昔住んでた家の近くの河川敷に広い公園があり、そこに小さな森があった。その森の中には、異常に暗い空間が何カ所かあって、よくそこで遊んでた。
もう少し説明すると、その空間だけ切り取ったように暗くなっている。木々に光が遮られてるとかじゃなくて、そのスペースだけとにかく、塗りつぶしたような黒って感じではないけど暗い。大きさは仮設トイレくらいじゃないかな。
変な場所で、時間の流れが異様に速かったり、そこに入ると回りから存在が掻き消えちゃうような感じ。だからかくれんぼとかではそこは使わないルールになってた。

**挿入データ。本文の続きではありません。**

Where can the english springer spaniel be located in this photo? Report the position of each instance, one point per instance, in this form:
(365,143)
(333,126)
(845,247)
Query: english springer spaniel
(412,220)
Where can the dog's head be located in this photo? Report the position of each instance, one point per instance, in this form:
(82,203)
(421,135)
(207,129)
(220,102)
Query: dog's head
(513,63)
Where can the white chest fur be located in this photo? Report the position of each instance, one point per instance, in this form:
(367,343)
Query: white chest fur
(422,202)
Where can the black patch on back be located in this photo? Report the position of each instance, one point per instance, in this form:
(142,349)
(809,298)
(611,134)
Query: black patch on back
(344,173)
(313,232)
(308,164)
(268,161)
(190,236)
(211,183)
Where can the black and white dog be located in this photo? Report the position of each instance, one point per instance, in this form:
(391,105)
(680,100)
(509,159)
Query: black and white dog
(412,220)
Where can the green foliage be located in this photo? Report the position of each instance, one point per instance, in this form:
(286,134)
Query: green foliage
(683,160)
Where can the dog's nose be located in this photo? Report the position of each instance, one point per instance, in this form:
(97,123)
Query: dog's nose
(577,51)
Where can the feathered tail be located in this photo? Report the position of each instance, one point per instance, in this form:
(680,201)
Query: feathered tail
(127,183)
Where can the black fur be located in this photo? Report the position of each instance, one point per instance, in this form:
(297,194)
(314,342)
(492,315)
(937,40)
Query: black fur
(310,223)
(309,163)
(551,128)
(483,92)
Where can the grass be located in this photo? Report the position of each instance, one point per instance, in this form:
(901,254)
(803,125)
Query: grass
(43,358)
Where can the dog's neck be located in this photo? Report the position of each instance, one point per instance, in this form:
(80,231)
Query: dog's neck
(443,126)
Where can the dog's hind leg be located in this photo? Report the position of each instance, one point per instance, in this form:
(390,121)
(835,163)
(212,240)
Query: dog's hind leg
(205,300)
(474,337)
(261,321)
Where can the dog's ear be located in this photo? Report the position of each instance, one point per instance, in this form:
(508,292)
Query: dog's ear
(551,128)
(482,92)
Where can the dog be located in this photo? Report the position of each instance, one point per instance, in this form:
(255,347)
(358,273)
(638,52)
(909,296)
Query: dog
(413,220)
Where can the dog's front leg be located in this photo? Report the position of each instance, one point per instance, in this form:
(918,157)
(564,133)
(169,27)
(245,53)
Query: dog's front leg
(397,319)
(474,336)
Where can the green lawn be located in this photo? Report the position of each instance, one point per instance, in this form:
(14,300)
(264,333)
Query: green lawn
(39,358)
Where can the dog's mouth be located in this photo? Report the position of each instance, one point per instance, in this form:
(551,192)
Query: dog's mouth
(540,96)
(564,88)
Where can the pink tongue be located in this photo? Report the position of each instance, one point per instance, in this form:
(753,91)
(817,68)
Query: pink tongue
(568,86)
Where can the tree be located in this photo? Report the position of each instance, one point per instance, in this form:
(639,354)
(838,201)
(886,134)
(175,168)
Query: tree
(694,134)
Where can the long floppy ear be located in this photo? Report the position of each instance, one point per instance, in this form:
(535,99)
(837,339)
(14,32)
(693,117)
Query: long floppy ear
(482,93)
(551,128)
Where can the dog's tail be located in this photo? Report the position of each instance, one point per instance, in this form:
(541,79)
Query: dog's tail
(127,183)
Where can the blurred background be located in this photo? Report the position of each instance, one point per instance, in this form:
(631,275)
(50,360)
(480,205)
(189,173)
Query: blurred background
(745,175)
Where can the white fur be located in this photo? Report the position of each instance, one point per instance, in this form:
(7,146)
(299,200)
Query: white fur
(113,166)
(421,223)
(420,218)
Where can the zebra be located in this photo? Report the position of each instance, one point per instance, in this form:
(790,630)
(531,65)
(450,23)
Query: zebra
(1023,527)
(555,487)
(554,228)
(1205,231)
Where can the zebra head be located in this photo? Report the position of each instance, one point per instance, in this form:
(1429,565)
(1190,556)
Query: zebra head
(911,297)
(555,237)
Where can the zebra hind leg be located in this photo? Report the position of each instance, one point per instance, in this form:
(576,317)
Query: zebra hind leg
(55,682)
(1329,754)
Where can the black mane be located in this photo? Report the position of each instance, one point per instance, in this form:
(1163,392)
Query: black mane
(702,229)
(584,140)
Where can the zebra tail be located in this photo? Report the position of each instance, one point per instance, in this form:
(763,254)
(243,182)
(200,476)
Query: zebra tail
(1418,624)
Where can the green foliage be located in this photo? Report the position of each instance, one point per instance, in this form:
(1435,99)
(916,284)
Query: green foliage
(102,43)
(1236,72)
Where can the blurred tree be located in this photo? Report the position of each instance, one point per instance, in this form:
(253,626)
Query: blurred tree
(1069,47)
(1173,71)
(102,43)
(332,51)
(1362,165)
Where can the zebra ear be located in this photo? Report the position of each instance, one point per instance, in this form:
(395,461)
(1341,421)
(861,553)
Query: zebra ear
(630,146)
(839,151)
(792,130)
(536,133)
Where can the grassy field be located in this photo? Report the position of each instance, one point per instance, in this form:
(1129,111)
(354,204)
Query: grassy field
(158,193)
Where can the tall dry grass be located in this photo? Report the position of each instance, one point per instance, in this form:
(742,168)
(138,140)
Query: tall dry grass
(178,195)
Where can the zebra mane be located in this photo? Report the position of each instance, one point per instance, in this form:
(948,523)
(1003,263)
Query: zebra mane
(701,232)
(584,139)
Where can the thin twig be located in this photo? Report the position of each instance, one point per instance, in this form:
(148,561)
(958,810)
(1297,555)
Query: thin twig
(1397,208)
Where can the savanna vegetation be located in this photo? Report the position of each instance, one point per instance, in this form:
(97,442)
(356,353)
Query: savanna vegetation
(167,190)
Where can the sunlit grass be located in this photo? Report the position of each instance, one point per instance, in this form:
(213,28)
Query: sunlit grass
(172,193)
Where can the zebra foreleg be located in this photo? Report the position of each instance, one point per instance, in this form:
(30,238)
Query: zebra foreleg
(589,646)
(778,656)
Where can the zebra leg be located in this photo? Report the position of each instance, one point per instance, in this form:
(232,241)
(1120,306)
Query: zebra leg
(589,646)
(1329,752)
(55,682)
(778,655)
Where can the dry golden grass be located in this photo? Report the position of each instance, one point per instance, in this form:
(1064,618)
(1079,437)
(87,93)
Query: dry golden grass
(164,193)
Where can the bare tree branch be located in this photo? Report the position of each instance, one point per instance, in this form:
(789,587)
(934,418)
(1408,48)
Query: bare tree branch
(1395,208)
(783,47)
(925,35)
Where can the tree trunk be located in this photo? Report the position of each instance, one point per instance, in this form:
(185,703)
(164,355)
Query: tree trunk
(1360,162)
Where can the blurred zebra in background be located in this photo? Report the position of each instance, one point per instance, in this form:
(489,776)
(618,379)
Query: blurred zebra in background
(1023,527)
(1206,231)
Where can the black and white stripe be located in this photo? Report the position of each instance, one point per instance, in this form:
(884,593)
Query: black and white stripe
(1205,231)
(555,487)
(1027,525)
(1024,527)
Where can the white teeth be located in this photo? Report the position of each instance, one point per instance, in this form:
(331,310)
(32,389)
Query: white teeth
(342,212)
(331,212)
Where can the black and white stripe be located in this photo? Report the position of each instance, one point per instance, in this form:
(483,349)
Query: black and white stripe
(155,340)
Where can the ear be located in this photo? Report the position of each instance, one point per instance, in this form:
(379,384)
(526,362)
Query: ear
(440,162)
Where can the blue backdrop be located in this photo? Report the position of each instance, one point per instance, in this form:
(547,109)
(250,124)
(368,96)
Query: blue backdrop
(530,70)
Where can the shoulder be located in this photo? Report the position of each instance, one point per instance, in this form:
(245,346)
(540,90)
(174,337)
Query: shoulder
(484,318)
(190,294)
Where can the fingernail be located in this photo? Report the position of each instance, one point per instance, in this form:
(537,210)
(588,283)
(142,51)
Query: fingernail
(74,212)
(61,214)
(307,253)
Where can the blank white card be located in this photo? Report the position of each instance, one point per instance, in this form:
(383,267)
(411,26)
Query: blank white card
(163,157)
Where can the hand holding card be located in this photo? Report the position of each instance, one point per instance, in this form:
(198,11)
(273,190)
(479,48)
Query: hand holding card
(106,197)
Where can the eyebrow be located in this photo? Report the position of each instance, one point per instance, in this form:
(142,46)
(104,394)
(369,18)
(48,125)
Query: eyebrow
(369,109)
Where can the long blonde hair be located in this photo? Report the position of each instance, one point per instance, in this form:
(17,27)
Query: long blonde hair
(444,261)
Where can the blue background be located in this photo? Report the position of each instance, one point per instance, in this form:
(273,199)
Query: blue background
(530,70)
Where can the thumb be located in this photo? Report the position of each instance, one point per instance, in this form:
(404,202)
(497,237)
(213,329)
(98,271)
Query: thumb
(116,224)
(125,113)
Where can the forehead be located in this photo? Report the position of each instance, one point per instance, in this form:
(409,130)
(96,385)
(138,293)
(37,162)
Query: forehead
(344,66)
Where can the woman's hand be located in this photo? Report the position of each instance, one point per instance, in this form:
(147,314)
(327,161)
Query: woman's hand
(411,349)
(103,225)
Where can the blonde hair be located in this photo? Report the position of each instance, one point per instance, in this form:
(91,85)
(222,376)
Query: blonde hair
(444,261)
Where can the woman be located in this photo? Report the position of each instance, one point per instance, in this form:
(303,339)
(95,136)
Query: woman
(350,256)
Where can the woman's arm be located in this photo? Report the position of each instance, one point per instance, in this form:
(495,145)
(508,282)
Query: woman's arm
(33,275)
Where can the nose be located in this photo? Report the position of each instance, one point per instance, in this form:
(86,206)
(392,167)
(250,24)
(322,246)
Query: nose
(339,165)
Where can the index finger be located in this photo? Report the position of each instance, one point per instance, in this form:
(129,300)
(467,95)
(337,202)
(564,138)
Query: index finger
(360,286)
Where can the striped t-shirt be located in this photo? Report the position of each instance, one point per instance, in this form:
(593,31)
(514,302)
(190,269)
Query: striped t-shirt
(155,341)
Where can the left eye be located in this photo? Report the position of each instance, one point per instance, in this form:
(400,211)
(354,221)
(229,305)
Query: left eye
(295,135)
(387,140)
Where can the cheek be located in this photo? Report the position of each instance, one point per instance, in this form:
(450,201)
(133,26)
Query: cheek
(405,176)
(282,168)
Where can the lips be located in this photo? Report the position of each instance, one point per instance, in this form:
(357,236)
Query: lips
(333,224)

子供ながらに不思議に思ったけど、秘密の場所みたいな感じで子どもたちだけが知ってた。
その空間は増えたり減ったりもしてた。いつもより暗くないなって感じた三日後くらいには無くなってたりした。そのかわりに別の場所にできてたりするんだけど、あの森の中にしか発生しなかった。
数は多分一定で、四つか五つだったと思う。足元はふかふかというかグニャグニャしてて周りとは感触が違ってたのを覚えてる。
あれが何だったのかな。今もあるのかは知らないけど、変なものもあるんだなと思ったよ。